What do you need to know before you sell your business?
The business will be considered a major financial asset in any divorce. Most courts will count the business as marital property, even if only one person owns it.
You can absolutely sell your business or expand it during the divorce proceedings. These things can happen simultaneously.
However, since the business might be counted as marital property, you will still have to compensate your spouse after the sale is finalized or otherwise pay your spouse their share. If you own your business with your spouse on paper, then you cannot sell it without their explicit consent.
Either way, profits from the sale of the business will have to be split between you and your spouse as the divorce is going on. Otherwise, it can negatively impact you.
How much would you have to pay your spouse?

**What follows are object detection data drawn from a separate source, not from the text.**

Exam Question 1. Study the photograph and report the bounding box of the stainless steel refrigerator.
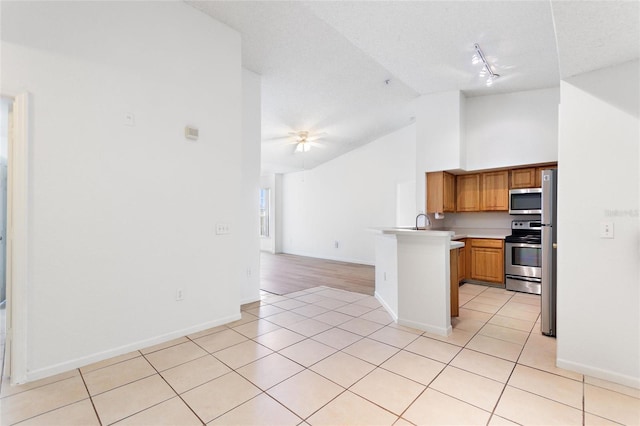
[540,170,558,336]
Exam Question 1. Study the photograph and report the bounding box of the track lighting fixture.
[471,43,500,86]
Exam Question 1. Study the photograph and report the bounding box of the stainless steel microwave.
[509,188,542,214]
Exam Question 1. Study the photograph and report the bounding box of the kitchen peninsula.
[374,228,464,336]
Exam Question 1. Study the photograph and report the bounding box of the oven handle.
[505,275,542,283]
[505,243,542,248]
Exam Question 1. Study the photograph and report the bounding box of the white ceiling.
[188,0,640,173]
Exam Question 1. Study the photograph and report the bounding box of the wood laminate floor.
[260,252,375,296]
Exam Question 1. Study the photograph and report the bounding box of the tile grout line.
[138,352,206,425]
[78,363,104,426]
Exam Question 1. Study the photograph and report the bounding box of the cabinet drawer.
[471,238,504,248]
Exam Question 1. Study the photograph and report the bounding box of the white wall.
[415,90,466,212]
[557,61,640,387]
[236,70,262,304]
[260,173,282,253]
[1,2,248,381]
[282,125,415,264]
[464,88,559,170]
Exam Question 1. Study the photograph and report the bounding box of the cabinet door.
[443,173,456,212]
[458,247,467,283]
[470,239,504,284]
[456,174,480,212]
[427,172,456,213]
[509,167,536,189]
[480,170,509,211]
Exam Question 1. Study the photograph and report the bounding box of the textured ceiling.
[188,0,640,173]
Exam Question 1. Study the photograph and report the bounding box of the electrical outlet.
[600,222,613,238]
[124,112,136,126]
[216,223,231,235]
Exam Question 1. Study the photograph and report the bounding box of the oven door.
[504,243,542,278]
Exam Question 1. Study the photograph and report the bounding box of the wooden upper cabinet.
[427,172,456,213]
[456,173,480,212]
[480,170,509,211]
[509,167,540,189]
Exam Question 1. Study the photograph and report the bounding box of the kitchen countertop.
[431,228,511,240]
[370,227,511,240]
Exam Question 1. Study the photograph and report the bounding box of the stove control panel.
[511,220,542,230]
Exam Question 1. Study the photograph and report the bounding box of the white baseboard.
[373,291,398,322]
[240,295,260,305]
[556,358,640,389]
[20,313,241,384]
[282,250,375,266]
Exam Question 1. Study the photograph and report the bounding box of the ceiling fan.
[289,130,324,152]
[270,130,326,153]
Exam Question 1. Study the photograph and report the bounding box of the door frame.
[4,92,31,385]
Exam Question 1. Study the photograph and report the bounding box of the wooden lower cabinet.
[449,249,460,317]
[467,238,504,284]
[458,240,467,283]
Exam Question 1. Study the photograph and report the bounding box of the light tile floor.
[0,284,640,425]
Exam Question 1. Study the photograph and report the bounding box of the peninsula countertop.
[371,226,511,240]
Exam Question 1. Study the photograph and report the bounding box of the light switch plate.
[216,223,231,235]
[600,222,613,238]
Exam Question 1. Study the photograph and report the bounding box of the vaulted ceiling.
[188,0,640,173]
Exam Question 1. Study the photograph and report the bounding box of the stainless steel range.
[504,220,542,294]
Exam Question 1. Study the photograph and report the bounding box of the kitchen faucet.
[416,213,431,231]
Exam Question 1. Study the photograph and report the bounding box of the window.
[260,188,271,237]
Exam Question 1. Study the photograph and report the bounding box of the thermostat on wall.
[184,126,200,141]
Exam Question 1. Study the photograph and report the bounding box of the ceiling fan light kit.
[471,43,500,87]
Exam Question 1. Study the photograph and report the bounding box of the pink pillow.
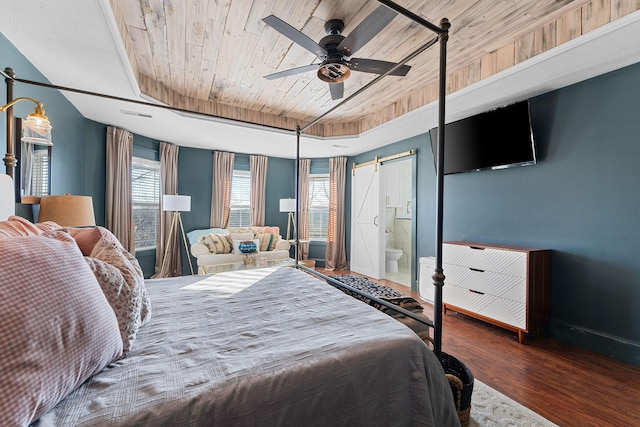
[0,230,122,426]
[0,215,60,239]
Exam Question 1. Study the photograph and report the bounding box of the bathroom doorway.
[381,156,416,287]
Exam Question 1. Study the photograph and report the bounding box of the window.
[229,170,251,227]
[309,174,329,241]
[31,147,49,196]
[131,157,160,250]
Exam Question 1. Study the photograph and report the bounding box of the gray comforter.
[36,268,459,427]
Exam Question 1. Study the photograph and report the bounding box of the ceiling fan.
[262,6,411,99]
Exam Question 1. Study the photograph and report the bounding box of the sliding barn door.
[350,164,384,279]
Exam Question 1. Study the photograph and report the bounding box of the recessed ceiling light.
[120,110,153,119]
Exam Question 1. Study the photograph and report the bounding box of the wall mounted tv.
[429,101,536,175]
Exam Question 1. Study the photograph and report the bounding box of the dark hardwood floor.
[318,269,640,427]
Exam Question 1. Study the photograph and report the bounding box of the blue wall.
[356,64,640,365]
[0,30,640,365]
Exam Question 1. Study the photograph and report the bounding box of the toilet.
[384,234,402,273]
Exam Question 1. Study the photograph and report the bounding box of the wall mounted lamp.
[0,97,53,145]
[0,67,52,178]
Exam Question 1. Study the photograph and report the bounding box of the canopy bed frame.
[0,0,451,357]
[0,0,462,425]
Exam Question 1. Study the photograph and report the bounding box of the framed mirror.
[14,118,51,204]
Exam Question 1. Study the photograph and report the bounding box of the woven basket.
[440,353,473,427]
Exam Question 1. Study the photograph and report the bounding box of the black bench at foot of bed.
[327,274,433,345]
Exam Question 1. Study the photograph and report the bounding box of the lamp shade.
[162,194,191,212]
[280,199,296,212]
[38,194,96,227]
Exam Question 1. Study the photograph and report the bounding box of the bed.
[0,0,460,427]
[0,172,459,427]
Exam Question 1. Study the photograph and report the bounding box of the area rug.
[469,379,557,427]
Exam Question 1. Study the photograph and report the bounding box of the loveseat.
[187,227,291,274]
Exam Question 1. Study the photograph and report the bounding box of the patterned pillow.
[198,234,231,254]
[90,237,151,328]
[0,216,42,239]
[233,239,260,255]
[227,227,256,239]
[0,230,122,426]
[253,225,280,235]
[258,233,280,252]
[84,257,142,355]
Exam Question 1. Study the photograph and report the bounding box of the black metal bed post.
[293,125,301,267]
[433,18,451,358]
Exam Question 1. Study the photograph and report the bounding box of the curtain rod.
[351,148,418,174]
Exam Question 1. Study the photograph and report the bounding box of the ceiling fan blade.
[337,5,398,56]
[349,58,411,76]
[262,15,327,57]
[264,64,320,80]
[329,82,344,99]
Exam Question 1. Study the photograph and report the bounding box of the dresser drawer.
[442,264,527,303]
[442,283,527,330]
[442,243,527,278]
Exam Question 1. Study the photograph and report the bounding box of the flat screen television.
[429,101,536,175]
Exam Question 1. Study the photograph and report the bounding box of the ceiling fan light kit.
[263,5,411,99]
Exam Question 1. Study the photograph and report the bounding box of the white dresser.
[442,242,551,343]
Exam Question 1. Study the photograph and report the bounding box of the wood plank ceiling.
[110,0,640,137]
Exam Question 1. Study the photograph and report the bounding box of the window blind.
[131,157,160,250]
[309,174,329,241]
[229,170,251,227]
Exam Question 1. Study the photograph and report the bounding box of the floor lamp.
[280,199,296,240]
[160,194,193,276]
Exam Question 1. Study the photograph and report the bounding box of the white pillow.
[233,239,260,255]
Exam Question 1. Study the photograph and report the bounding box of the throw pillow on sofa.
[257,233,280,252]
[198,233,231,254]
[233,239,260,255]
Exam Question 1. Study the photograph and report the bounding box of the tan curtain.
[210,151,235,228]
[105,126,136,253]
[249,156,269,227]
[325,157,347,270]
[298,159,311,259]
[152,142,182,279]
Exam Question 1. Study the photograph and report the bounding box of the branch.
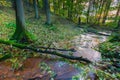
[0,40,91,63]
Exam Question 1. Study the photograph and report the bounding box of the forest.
[0,0,120,80]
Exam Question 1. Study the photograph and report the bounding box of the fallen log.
[0,40,91,63]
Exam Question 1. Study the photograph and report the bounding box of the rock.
[48,61,81,80]
[73,47,101,62]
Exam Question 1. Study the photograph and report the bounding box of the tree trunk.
[44,0,51,25]
[11,0,30,42]
[102,0,112,24]
[87,0,94,23]
[0,40,91,63]
[33,0,39,19]
[115,2,120,22]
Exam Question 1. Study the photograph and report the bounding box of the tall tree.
[115,1,120,22]
[102,0,112,24]
[87,0,94,23]
[33,0,39,19]
[12,0,30,42]
[44,0,51,25]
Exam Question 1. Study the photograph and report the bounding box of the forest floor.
[0,8,119,80]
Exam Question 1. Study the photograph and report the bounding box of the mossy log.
[0,40,91,63]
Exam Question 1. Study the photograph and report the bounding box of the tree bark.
[33,0,39,19]
[0,40,91,63]
[11,0,30,42]
[44,0,51,25]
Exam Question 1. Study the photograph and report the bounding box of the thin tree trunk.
[115,3,120,22]
[102,0,112,24]
[11,0,29,42]
[87,0,94,23]
[44,0,51,25]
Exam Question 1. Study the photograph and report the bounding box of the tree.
[87,0,94,23]
[11,0,31,42]
[33,0,39,19]
[115,2,120,22]
[44,0,51,25]
[102,0,112,24]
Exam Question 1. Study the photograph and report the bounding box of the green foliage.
[0,0,11,7]
[99,42,120,58]
[39,62,56,80]
[4,22,16,29]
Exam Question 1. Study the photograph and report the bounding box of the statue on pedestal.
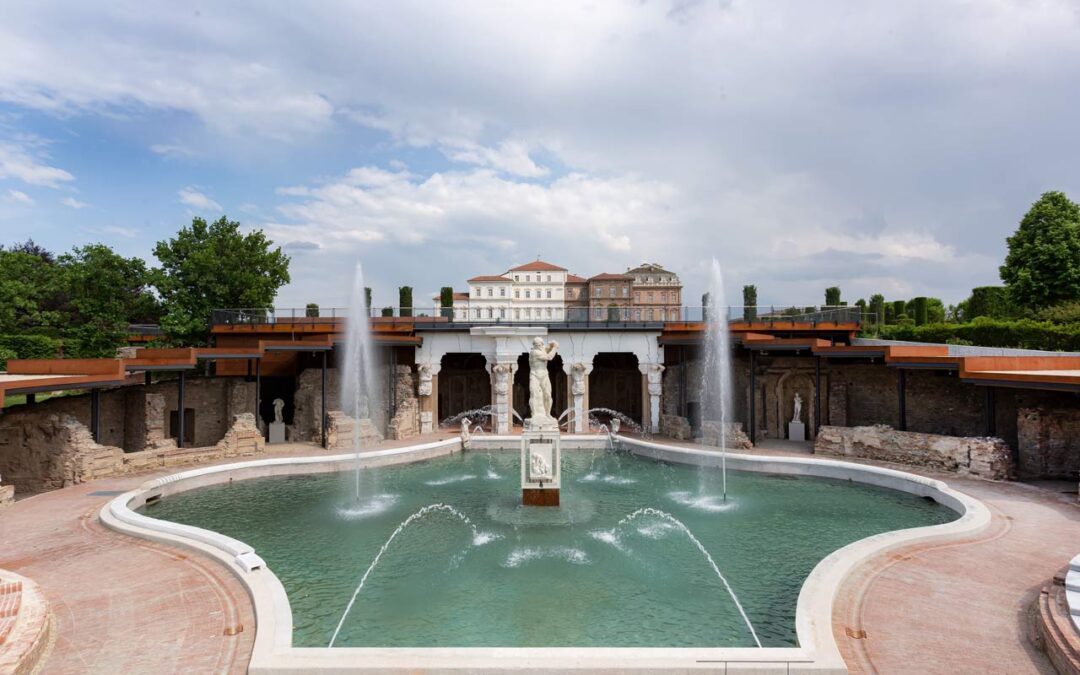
[529,337,558,428]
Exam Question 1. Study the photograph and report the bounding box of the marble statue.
[570,363,588,396]
[529,337,558,427]
[417,363,434,396]
[529,453,551,478]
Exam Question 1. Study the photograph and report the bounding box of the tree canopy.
[999,192,1080,309]
[152,216,289,345]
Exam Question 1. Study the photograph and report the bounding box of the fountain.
[522,337,562,507]
[701,258,731,501]
[341,262,384,501]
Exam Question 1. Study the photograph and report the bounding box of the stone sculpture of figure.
[570,363,586,396]
[529,453,551,478]
[417,363,433,396]
[491,363,510,396]
[529,337,558,427]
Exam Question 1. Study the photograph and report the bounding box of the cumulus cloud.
[177,186,224,213]
[60,197,90,210]
[0,140,75,188]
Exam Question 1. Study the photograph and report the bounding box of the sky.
[0,0,1080,307]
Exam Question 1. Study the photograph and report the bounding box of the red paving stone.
[0,434,1080,675]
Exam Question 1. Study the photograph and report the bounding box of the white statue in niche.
[529,453,551,478]
[570,363,588,396]
[417,363,434,396]
[529,337,558,427]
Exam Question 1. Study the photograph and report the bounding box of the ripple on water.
[502,546,589,567]
[423,473,476,486]
[667,491,737,513]
[337,495,400,521]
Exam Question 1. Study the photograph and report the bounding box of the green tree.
[912,296,927,326]
[153,216,289,346]
[438,286,454,321]
[999,187,1080,309]
[397,286,413,316]
[743,284,757,321]
[57,244,161,356]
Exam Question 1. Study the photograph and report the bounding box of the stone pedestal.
[267,422,285,443]
[787,422,807,441]
[522,420,562,507]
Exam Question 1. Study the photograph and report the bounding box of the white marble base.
[787,422,807,441]
[267,422,285,443]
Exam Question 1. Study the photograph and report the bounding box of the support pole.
[176,370,184,447]
[90,389,102,443]
[813,356,821,438]
[750,349,757,443]
[320,352,328,447]
[896,368,907,431]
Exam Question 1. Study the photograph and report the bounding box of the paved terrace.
[0,434,1080,674]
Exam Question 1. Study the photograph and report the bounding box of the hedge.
[0,335,60,367]
[880,316,1080,351]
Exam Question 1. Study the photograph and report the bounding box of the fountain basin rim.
[100,434,990,674]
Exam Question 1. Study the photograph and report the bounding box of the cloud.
[60,197,90,210]
[5,190,33,206]
[0,140,75,188]
[177,186,224,213]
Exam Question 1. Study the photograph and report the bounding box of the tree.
[743,284,757,321]
[438,286,454,321]
[153,216,289,346]
[999,187,1080,309]
[912,296,927,326]
[869,293,885,325]
[57,244,161,356]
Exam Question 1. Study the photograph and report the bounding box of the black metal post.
[255,357,262,431]
[750,349,757,443]
[813,356,821,438]
[90,389,102,443]
[321,352,328,447]
[896,368,907,431]
[176,370,184,447]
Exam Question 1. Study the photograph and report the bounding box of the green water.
[145,451,957,647]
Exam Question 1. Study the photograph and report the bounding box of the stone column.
[563,361,593,433]
[637,363,664,433]
[490,359,517,434]
[416,363,443,433]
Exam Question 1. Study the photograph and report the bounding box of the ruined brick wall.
[1016,392,1080,480]
[814,426,1012,480]
[0,411,264,492]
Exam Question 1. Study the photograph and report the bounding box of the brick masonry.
[814,424,1012,481]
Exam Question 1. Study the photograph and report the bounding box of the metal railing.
[211,301,863,329]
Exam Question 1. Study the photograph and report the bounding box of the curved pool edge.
[100,434,990,675]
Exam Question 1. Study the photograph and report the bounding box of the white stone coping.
[100,434,993,675]
[1065,554,1080,633]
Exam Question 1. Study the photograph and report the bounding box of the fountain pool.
[140,448,959,648]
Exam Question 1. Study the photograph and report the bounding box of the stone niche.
[814,424,1013,481]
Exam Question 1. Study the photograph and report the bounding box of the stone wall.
[1016,393,1080,480]
[0,411,264,492]
[814,424,1012,480]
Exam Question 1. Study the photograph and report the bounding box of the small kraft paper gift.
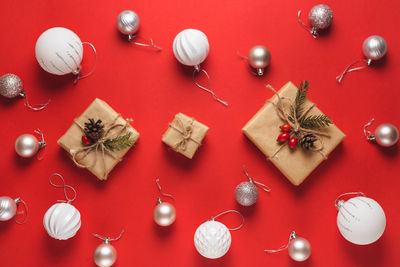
[162,113,209,159]
[242,81,346,186]
[57,98,139,180]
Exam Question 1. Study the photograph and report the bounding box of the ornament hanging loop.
[72,42,97,84]
[19,91,50,111]
[192,65,228,106]
[14,197,28,224]
[156,178,175,204]
[335,192,366,209]
[364,118,375,141]
[211,210,244,231]
[297,10,319,39]
[264,231,297,253]
[92,229,125,244]
[49,173,76,204]
[243,165,271,192]
[336,59,372,83]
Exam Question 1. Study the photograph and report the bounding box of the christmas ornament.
[117,10,162,50]
[267,81,333,153]
[173,29,228,106]
[153,179,176,226]
[15,129,46,159]
[194,210,244,259]
[235,166,271,206]
[0,73,50,111]
[297,5,333,38]
[364,119,399,147]
[335,192,386,245]
[264,231,311,261]
[0,196,28,224]
[336,35,387,83]
[43,173,81,240]
[93,230,124,267]
[35,27,97,82]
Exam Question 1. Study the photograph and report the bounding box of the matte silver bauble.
[0,73,24,98]
[248,45,271,76]
[362,35,387,60]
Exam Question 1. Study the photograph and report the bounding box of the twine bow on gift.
[267,84,330,159]
[169,117,200,151]
[70,114,132,178]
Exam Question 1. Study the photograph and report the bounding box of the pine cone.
[300,133,317,150]
[84,119,104,143]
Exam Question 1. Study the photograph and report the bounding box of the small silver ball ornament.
[235,182,258,206]
[117,10,140,40]
[362,35,387,60]
[93,241,117,267]
[248,45,271,76]
[153,199,176,226]
[308,5,333,31]
[0,73,24,98]
[288,233,311,261]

Normally, the profits from selling marital property like a business are divided fairly between both spouses. Certain things are taken into account when determining what a fair division looks like, including:
- Individual income
- Length of the marriage
- Value of the business
Some states split the profits of the business between both spouses equally, meaning each spouse gets half of the profits. Of course, if you’re the sole owner of your business and your spouse didn’t help with it, then you might not think this is fair. That’s why the court looks into other external factors, such as the amount of money you both have put into the business. Multiple factors can have a part in the court’s decision when it comes to splitting ownership of a business before it’s sold.
It can be hard to decide whether or not to sell your business during a divorce. It’s important to consult a finance professional and an attorney before making any decisions.